Panel 2: [IT stops working and looks irritated]
IT: Ah yes. The Training.
Panel 3: [IT sprays the coworker with a spray bottle]
FSHSSSH
FSHSSSH
FSHSSSH
IT: BAD! THAT WAS BAD!
Panel 4: [IT continues spraying the coworker, now crouching down hands raised defensively as the water is sprayed in his face. IT ha a look of glee on his face as another coworker walks by with a look of concern on her face, papers in hand.]
FSHSSSH
FSHSSSH
FSHSSSH
FSHSSSH
FSHSSSH
Coworker: HISSS!
Alt Text
The next training module unlocks after three hisses
.


They do that here routinely. The last time they sent it using the email account that is basically the one email that you do not ignore because they use it for urgent “please push the patch asap” type emails.
If that email is compromised they got bigger issues.
They bought a domain name similar to ours and sent out emails with links to the domain and a clone login page. Pretty sneaky.
At a previous job, they used to send them fairly often, using various tricks to keep people on their toes. I found it fun
All of ours have phishing in the URLs or in the email headers, if only real phishers were so nice!
What would that be testing, whether the users are psychic? If the email sender is legitimate, then what else would users need to do?

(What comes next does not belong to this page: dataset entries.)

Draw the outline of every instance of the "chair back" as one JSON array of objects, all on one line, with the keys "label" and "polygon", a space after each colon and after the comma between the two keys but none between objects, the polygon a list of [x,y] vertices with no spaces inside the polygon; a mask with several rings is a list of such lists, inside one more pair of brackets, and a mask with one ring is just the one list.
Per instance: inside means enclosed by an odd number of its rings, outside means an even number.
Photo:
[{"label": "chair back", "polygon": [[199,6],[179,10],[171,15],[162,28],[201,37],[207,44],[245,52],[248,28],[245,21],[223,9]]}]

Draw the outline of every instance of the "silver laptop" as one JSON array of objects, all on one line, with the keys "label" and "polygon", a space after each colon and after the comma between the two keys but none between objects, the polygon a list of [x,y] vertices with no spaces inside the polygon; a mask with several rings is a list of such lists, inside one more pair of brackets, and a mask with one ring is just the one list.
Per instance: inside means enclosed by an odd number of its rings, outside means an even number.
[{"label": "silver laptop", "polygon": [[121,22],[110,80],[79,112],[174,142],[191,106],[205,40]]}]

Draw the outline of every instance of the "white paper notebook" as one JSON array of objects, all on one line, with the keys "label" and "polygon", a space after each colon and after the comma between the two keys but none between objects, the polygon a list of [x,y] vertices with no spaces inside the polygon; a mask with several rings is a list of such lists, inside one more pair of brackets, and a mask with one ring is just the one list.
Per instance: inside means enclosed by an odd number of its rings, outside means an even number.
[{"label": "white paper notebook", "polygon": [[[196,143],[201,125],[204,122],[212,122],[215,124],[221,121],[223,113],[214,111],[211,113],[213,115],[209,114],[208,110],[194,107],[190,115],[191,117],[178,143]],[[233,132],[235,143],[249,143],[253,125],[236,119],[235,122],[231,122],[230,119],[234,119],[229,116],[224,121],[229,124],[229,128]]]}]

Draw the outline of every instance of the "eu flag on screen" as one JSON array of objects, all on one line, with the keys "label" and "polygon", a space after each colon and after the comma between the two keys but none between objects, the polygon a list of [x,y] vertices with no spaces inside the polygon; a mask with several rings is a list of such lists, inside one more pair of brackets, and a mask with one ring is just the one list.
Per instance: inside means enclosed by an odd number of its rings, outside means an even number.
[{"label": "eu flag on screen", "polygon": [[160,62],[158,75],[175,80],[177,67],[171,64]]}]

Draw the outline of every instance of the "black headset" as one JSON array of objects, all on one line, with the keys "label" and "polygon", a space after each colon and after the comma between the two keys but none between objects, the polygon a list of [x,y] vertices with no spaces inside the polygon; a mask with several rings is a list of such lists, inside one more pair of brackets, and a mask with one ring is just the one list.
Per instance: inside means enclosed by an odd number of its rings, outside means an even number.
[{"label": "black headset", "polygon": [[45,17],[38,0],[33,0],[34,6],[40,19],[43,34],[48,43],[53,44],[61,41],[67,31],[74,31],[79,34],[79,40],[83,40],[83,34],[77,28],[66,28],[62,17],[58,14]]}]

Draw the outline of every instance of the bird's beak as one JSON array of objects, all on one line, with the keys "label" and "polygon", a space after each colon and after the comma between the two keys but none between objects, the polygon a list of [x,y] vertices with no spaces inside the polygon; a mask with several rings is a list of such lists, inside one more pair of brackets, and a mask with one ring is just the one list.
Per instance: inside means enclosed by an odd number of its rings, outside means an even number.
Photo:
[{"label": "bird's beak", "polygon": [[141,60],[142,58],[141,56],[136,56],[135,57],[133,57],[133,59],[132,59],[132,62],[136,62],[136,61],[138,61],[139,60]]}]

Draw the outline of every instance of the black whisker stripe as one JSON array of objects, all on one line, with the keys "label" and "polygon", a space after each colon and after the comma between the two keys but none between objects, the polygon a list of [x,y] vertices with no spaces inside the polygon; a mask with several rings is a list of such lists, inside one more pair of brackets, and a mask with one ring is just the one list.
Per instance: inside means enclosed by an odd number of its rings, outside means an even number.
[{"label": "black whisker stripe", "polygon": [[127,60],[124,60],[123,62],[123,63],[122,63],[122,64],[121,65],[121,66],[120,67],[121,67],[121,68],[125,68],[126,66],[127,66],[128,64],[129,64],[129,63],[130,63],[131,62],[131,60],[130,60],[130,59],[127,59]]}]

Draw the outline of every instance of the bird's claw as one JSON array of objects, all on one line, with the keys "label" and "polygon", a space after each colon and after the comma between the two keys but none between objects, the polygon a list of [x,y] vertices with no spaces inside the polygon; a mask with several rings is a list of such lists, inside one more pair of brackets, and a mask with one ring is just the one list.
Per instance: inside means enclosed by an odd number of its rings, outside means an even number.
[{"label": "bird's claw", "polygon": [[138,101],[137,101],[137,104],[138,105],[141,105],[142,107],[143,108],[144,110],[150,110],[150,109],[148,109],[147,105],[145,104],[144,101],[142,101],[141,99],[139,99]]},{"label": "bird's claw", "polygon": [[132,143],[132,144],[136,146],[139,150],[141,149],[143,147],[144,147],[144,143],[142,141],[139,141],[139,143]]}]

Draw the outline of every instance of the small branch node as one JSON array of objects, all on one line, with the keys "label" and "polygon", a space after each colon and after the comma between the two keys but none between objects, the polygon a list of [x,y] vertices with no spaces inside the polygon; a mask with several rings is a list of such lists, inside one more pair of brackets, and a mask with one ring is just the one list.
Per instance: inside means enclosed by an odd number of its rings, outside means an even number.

my team actually does pretty good with the cyber security checks. the people running the have to meet a certain amount of metrics so they figured “hey if we send it from this one email, everyone is going to trust us!” … because that’s what they’re supposed to do… Which makes a terrible thing to do. because now they’re always going to be asking if this new email is another test.
(Bruh. if you want us to go to training, just ask.)
I wish they’d take the test ones one step further and actually try to phish some information. I failed one of those tests but realized it right after clicking the link, but it didn’t matter because they assume that clicking the link means you’re going to provide everything else they are looking for.
Not sure what kind of links your regular urgent emails usually have, but if you’re regularly clicking strange links as part of your job, they should really take it to the next step and see if you were going to provide credentials or something before failing the test because otherwise it just means people are afraid to do their jobs because it might be another test.
Sending an email doesn’t have authentication. I can send an email as literally anyone. It’s a very trusting protocol.
Now, if your company is particularly good they might have set up protections from this. But it’s not required, and not super common.
An email service can check every email and catch the vast majority of spoofed headers pretty easily.
You’re right, it’s possible that the email is spoofed and passed the header checks, or that email is already compromised, or something.
That said, using one’s one legitimate email in a phishing test. They said the same stuff. So we spent about a month calling them for every email they sent (including the “you need to sign up for training”)
It creates more problems than it’s worth, and they caught the point pretty quickly.
Hah! I did the same with every spam email that got through the filter.